In 2013 the company I worked for decided all us old folk needed to 'get with it' and learn about social media.

We were sent on a course in London's 'Silicone Roundabout*' where various webheads and marketeers told us what was what.

(*don't ask!)
There were a lot of fixed ideas about what social media was and wasn't, what worked and what didn't. It was part technobabble and part sales talk.

As a veteran of the '90s web I started to smell a bit of 'new paradigm' BS in the air.
But my boss wanted Twitter content, preferably with lots of analytics so he could impress his boss. And I was supposed to make it.

Actually a team of us were suposed to make it because content made by committee is the best form of content.

Reader, it was terrible.
So rather than read all the social media marketing guff I had signed up to, or worse go on another course, I decided to try and find out for myself what actually worked - and didn't work - on Twitter if you had no budget, no designers, and no Hootsuite.

I set up an account.
The aim was simple: starting from zero how long would it take to get to 3,000 followers and what tactics would work best to do this. I could then fold the account and get on with my job.

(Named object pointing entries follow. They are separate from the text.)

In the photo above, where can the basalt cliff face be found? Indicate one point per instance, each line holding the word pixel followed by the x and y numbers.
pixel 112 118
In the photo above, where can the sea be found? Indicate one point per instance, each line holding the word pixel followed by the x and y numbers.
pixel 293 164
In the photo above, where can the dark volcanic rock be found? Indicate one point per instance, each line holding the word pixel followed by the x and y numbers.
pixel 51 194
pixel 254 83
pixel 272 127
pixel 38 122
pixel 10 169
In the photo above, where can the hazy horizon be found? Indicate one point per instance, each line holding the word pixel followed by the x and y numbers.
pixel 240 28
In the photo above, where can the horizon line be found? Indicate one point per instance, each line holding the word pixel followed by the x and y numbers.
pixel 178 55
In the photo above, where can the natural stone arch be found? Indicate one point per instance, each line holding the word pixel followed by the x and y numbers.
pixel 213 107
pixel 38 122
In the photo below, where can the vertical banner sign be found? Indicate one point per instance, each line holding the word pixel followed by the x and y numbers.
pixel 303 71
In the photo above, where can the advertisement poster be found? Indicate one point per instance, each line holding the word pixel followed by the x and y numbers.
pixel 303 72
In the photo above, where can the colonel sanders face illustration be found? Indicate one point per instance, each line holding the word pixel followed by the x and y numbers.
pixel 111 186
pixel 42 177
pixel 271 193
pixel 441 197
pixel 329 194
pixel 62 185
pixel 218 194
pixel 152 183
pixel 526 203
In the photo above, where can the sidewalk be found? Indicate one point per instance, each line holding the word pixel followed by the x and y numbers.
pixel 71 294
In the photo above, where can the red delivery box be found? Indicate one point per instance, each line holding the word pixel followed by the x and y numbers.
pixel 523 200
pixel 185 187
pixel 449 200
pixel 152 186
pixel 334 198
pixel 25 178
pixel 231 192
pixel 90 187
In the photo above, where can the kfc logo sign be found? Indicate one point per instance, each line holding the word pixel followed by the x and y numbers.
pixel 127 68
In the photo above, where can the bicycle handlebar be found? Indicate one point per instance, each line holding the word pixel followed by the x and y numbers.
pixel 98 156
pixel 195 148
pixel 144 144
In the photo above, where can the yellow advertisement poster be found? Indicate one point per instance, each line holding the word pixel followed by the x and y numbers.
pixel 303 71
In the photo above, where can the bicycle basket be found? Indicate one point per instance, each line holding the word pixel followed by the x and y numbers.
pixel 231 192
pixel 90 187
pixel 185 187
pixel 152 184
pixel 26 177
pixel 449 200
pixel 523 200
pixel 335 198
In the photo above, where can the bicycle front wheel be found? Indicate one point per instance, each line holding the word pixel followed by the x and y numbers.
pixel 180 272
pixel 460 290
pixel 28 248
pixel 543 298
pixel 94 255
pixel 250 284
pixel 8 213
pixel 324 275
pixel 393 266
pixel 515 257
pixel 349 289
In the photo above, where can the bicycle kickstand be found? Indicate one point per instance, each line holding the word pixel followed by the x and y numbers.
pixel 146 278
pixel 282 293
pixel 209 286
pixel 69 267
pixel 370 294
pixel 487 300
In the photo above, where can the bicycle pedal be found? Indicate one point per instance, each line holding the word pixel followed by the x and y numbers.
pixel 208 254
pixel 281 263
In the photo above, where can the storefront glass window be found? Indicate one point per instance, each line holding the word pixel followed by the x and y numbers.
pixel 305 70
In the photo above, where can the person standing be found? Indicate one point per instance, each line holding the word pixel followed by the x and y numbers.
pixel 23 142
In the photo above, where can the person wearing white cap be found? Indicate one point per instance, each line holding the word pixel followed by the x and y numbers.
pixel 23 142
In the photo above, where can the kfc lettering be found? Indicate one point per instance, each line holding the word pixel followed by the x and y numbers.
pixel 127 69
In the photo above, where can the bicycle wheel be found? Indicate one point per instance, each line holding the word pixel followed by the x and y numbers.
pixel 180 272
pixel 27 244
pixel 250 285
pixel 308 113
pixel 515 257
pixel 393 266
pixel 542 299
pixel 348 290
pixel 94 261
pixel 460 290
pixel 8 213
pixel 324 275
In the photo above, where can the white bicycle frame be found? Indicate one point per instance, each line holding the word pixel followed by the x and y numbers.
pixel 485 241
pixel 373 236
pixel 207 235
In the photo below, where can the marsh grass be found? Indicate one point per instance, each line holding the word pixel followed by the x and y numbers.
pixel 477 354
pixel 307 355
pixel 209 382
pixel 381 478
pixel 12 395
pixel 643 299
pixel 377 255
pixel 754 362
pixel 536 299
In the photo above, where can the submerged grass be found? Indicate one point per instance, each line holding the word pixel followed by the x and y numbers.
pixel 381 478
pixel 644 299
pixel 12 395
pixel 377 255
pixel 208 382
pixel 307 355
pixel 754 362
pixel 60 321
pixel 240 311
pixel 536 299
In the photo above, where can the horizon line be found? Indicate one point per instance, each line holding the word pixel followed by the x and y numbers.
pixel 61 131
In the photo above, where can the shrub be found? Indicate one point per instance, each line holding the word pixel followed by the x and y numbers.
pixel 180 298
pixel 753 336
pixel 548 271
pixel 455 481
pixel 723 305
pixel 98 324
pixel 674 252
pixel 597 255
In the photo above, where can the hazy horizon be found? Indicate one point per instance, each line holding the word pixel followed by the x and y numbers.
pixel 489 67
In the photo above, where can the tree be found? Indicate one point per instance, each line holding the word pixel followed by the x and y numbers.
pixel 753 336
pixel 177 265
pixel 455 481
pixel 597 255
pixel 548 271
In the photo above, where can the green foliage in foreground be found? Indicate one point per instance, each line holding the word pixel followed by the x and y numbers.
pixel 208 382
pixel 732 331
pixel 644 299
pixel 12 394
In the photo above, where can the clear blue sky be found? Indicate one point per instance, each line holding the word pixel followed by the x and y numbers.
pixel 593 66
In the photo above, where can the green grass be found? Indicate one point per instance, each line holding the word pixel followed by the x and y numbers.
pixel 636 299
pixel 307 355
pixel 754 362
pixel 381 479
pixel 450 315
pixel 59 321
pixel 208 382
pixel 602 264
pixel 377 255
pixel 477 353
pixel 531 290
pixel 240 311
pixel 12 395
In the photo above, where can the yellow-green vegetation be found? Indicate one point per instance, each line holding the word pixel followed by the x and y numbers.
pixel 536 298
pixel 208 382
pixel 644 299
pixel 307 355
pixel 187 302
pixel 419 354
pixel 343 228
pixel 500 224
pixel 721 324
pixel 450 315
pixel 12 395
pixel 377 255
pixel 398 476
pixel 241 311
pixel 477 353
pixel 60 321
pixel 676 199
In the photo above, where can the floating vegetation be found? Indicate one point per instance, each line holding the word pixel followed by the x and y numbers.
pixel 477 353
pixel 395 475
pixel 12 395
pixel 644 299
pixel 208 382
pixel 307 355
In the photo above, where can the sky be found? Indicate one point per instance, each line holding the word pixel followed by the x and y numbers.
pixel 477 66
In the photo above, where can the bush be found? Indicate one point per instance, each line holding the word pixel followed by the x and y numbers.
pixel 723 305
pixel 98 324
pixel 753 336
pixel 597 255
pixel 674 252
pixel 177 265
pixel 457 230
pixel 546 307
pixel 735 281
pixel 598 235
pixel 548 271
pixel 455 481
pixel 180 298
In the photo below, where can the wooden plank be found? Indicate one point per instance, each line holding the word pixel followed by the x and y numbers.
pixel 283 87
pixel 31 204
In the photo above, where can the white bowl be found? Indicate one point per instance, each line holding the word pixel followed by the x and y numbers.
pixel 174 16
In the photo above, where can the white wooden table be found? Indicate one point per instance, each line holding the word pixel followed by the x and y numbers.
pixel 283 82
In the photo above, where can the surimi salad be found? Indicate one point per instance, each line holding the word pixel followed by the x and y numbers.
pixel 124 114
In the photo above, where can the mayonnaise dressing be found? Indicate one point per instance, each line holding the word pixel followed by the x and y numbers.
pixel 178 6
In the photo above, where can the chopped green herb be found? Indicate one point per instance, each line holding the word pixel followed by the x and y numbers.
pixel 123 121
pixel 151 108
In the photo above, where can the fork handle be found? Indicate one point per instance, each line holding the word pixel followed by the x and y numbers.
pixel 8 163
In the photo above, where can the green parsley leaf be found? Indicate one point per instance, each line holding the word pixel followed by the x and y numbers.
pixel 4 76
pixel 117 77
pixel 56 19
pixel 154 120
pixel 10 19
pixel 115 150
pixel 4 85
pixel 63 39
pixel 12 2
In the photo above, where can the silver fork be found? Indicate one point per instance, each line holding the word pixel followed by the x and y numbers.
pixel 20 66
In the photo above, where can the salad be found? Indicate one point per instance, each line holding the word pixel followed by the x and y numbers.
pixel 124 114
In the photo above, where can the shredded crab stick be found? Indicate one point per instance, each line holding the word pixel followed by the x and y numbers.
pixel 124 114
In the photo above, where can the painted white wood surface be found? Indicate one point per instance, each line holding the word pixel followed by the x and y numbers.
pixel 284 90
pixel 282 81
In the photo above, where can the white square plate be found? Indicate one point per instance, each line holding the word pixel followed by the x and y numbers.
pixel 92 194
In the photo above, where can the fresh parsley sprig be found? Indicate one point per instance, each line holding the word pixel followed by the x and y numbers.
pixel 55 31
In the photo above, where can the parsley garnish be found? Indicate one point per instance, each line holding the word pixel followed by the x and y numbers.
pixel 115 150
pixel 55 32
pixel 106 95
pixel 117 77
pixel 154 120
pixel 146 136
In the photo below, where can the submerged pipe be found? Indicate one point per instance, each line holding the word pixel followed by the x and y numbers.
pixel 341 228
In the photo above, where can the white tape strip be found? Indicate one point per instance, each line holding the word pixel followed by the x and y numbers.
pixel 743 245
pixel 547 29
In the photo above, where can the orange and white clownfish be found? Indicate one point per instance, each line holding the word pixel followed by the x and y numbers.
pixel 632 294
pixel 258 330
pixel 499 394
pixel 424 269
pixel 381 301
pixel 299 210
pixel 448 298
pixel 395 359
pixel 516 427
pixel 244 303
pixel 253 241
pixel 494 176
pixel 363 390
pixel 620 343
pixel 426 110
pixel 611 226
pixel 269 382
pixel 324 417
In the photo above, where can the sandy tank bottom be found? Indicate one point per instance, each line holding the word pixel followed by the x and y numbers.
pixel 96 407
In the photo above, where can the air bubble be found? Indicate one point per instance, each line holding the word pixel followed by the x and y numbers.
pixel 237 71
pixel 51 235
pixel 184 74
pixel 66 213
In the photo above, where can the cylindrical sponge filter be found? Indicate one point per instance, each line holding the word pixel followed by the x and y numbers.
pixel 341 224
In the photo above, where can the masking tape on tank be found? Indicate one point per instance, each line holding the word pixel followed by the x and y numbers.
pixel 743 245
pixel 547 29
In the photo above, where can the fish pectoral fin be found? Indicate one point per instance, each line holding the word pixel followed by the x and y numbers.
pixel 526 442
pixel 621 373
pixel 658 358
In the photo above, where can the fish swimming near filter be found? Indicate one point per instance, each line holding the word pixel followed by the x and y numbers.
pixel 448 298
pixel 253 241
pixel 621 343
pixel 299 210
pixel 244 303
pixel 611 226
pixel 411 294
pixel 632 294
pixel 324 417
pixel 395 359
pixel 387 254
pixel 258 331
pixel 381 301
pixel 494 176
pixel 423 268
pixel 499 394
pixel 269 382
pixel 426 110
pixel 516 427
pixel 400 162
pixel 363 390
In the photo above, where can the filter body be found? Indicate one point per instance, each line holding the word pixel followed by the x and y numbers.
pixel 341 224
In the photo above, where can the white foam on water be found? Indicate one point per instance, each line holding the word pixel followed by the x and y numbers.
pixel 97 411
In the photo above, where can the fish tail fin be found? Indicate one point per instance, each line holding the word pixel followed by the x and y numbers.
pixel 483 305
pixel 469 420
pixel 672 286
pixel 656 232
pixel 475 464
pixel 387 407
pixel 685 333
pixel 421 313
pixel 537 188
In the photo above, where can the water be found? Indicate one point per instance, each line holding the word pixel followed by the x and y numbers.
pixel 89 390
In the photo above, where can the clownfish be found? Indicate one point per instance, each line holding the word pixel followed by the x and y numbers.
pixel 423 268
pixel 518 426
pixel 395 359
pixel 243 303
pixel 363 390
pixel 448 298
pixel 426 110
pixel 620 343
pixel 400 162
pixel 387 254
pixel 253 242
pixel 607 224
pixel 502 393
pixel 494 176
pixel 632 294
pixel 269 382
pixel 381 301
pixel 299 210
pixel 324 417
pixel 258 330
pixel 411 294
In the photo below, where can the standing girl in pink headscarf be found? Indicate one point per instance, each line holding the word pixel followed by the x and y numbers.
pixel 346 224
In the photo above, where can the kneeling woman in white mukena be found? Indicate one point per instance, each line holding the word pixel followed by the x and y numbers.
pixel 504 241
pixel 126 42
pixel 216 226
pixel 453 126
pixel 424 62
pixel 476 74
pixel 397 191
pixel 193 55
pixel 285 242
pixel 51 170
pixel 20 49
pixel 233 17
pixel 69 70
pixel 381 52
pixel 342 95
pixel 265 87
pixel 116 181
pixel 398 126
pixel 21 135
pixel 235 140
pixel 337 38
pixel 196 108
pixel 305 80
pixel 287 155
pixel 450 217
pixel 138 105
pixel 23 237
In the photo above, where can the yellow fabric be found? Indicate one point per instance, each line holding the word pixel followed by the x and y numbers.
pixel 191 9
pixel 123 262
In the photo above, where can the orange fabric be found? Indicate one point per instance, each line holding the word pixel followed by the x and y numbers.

How little I could gave known...
I began with some ground rules:
- no getting people I knew to follow me: I wanted to attract new people who bumped into me online
- no selling anything: I wasn't trying to sucker folk in to turn a coin
- no personal details: the content, not the account owner, should do the work
So seven years later what have I learnt? What are the mysterious secrets of Twitter?

Well I have a few broad lessons to share - and do feel free to disagree! - but from my point of view here's what seems to work...
Firstly I was very lucky to pick a good handle. Not only is is short and memorable but it signifies an intent - and that turns out to be very important to Twitter browsers!
It seems to be that people like people on Twitter who have a clear USP: folk who have an obvious reason for being here and tweeting stuff. People who are predictable.

After all, why are you here?
Well many people are here because it's fun to share. Their accounts are a personal stream of consciousness, and there is something fascinating about watching the planet's unconscious mind flit across your screen as you scroll down your feed.
But those with large follower numbers seem to have something else. They have a schtick. It may be a passion they share, a product they plug, a viewpoint they hammer home.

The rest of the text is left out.